Telemedicine and Telehealth (Virtual nursing): These platforms can facilitate flexible work arrangements for nurses, reducing the need for travel and allowing for more restful off-duty periods, which can help reduce fatigue.
The use of any technology must be guided by ethical considerations to ensure data security and participants’ privacy.
Q & A: How can we better support nurses?
Adequate Staffing: Ensure that staffing levels are sufficient to manage the patient load, thereby reducing excessive workloads on individual nurses. We found that adequate staffing and resources were significantly associated with low fatigue scores.
Rest Areas: Provide quiet, comfortable, and designated rest areas for staff to take breaks during their shifts. These areas should be away from clinical areas and allow nurses to relax and recharge.
Break Management: Encourage regular breaks and ensure that nurses take these breaks. Discourage a culture of skipping breaks due to workload.
Mental Health Support: Offer access to counseling services, stress management programs, and mental health resources to help nurses cope with job-related stressors that can worsen fatigue.
Ergonomic Design: Design workspaces that reduce physical strain, such as adjustable patient beds and patient lifts, which can decrease physical fatigue.
Monitoring Workloads: Regularly review and monitor nurse workloads and patient acuity to ensure a fair and safe distribution of work that does not overburden individuals.
Transportation Options: Provide transportation options or accommodations for nurses who work night shifts or extended hours to prevent car crashes caused by drowsy driving.
Q & A: What studies are you working on now about nurse fatigue?
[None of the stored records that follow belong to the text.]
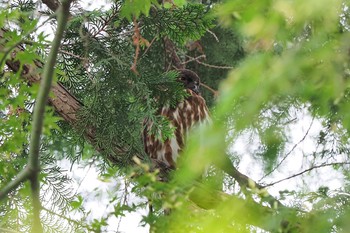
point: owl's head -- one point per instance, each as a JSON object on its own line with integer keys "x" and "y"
{"x": 190, "y": 80}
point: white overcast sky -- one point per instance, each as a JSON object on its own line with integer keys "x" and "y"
{"x": 87, "y": 178}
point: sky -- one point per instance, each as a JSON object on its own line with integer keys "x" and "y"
{"x": 87, "y": 178}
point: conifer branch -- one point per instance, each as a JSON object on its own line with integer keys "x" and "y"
{"x": 21, "y": 177}
{"x": 209, "y": 65}
{"x": 307, "y": 170}
{"x": 39, "y": 111}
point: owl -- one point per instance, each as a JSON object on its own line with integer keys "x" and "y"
{"x": 187, "y": 113}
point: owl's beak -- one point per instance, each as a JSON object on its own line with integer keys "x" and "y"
{"x": 196, "y": 89}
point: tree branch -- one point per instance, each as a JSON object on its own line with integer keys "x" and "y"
{"x": 39, "y": 112}
{"x": 307, "y": 170}
{"x": 21, "y": 177}
{"x": 51, "y": 4}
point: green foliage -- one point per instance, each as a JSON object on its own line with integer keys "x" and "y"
{"x": 289, "y": 58}
{"x": 181, "y": 24}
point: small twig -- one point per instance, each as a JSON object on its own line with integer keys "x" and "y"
{"x": 305, "y": 171}
{"x": 193, "y": 59}
{"x": 73, "y": 55}
{"x": 149, "y": 46}
{"x": 4, "y": 230}
{"x": 216, "y": 93}
{"x": 126, "y": 185}
{"x": 106, "y": 22}
{"x": 21, "y": 177}
{"x": 208, "y": 65}
{"x": 213, "y": 34}
{"x": 289, "y": 152}
{"x": 136, "y": 42}
{"x": 67, "y": 219}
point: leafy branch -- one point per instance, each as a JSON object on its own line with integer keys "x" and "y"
{"x": 32, "y": 170}
{"x": 308, "y": 170}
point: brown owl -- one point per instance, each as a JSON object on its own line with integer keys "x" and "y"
{"x": 183, "y": 117}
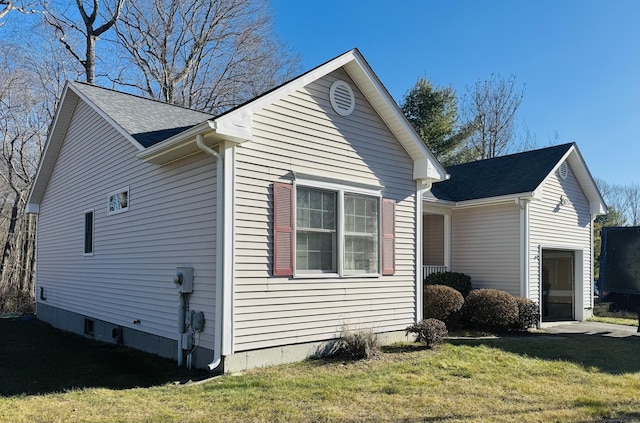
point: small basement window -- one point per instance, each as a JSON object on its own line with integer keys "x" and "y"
{"x": 88, "y": 233}
{"x": 119, "y": 201}
{"x": 89, "y": 327}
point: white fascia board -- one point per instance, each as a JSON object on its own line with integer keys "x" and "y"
{"x": 425, "y": 169}
{"x": 511, "y": 198}
{"x": 174, "y": 143}
{"x": 32, "y": 208}
{"x": 426, "y": 166}
{"x": 235, "y": 128}
{"x": 108, "y": 118}
{"x": 239, "y": 115}
{"x": 585, "y": 180}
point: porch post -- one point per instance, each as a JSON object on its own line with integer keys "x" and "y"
{"x": 447, "y": 241}
{"x": 418, "y": 243}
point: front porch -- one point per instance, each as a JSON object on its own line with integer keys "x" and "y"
{"x": 436, "y": 243}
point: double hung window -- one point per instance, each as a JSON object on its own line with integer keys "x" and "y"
{"x": 332, "y": 230}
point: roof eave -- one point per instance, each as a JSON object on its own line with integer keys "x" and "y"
{"x": 597, "y": 205}
{"x": 509, "y": 198}
{"x": 183, "y": 144}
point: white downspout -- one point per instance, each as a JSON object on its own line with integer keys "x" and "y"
{"x": 217, "y": 343}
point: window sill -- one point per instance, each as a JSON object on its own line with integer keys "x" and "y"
{"x": 335, "y": 275}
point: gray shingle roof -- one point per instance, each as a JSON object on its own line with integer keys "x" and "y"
{"x": 506, "y": 175}
{"x": 147, "y": 121}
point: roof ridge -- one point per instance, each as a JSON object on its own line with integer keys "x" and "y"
{"x": 511, "y": 155}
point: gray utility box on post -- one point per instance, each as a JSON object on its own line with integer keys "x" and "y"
{"x": 184, "y": 279}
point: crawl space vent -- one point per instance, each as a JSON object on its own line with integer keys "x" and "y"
{"x": 342, "y": 98}
{"x": 563, "y": 171}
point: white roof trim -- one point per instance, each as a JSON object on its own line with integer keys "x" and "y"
{"x": 237, "y": 125}
{"x": 106, "y": 117}
{"x": 66, "y": 109}
{"x": 581, "y": 172}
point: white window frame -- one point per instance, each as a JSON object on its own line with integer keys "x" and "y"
{"x": 122, "y": 209}
{"x": 84, "y": 232}
{"x": 340, "y": 190}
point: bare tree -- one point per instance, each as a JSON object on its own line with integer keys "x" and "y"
{"x": 490, "y": 107}
{"x": 632, "y": 196}
{"x": 61, "y": 20}
{"x": 25, "y": 114}
{"x": 7, "y": 6}
{"x": 204, "y": 54}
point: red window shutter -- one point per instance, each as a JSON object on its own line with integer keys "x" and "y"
{"x": 282, "y": 229}
{"x": 388, "y": 236}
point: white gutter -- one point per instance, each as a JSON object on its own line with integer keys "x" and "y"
{"x": 217, "y": 343}
{"x": 523, "y": 203}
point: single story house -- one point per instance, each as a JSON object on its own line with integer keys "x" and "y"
{"x": 257, "y": 236}
{"x": 239, "y": 240}
{"x": 521, "y": 223}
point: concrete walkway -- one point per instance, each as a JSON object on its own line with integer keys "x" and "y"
{"x": 591, "y": 328}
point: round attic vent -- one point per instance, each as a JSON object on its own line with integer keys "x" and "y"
{"x": 342, "y": 98}
{"x": 563, "y": 171}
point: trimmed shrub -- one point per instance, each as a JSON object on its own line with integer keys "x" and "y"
{"x": 356, "y": 345}
{"x": 442, "y": 302}
{"x": 16, "y": 301}
{"x": 458, "y": 281}
{"x": 528, "y": 314}
{"x": 430, "y": 332}
{"x": 490, "y": 310}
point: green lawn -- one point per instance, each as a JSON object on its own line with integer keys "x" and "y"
{"x": 537, "y": 378}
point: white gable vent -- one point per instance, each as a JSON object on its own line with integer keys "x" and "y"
{"x": 563, "y": 171}
{"x": 342, "y": 98}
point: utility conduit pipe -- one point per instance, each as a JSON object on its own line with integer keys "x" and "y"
{"x": 217, "y": 343}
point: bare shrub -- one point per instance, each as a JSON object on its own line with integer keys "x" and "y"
{"x": 430, "y": 332}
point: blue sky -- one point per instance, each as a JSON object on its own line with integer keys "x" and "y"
{"x": 578, "y": 59}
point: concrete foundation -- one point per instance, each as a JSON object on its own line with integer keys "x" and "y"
{"x": 100, "y": 330}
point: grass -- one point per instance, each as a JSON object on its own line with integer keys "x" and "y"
{"x": 622, "y": 317}
{"x": 539, "y": 377}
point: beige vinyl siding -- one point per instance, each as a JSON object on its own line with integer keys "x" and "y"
{"x": 302, "y": 133}
{"x": 561, "y": 227}
{"x": 170, "y": 223}
{"x": 486, "y": 245}
{"x": 433, "y": 239}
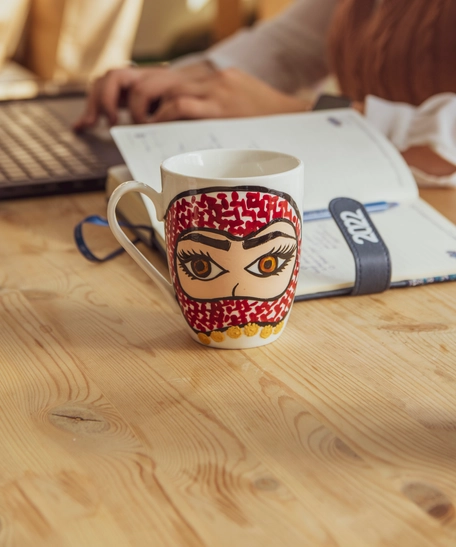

I am building off my studies that evaluate predictors of nurse fatigue, sleep, and recovery patterns. I am currently collaborating with two engineering teams to use artificial intelligence (AI) to develop predictive algorithms that can be used to 1) quantify nurses’ workload, 2) understand patterns of nurses sleep, fatigue, and recovery throughout work and non-work days, and 3) use the generated data to develop a scheduling dashboard that can help nurse managers with optimal staffing that helps nurses adequately recover between shifts.
Although our algorithms will use a sample of acute care nurses, they can be modified and used with other shift workers such as first responders and firefighters.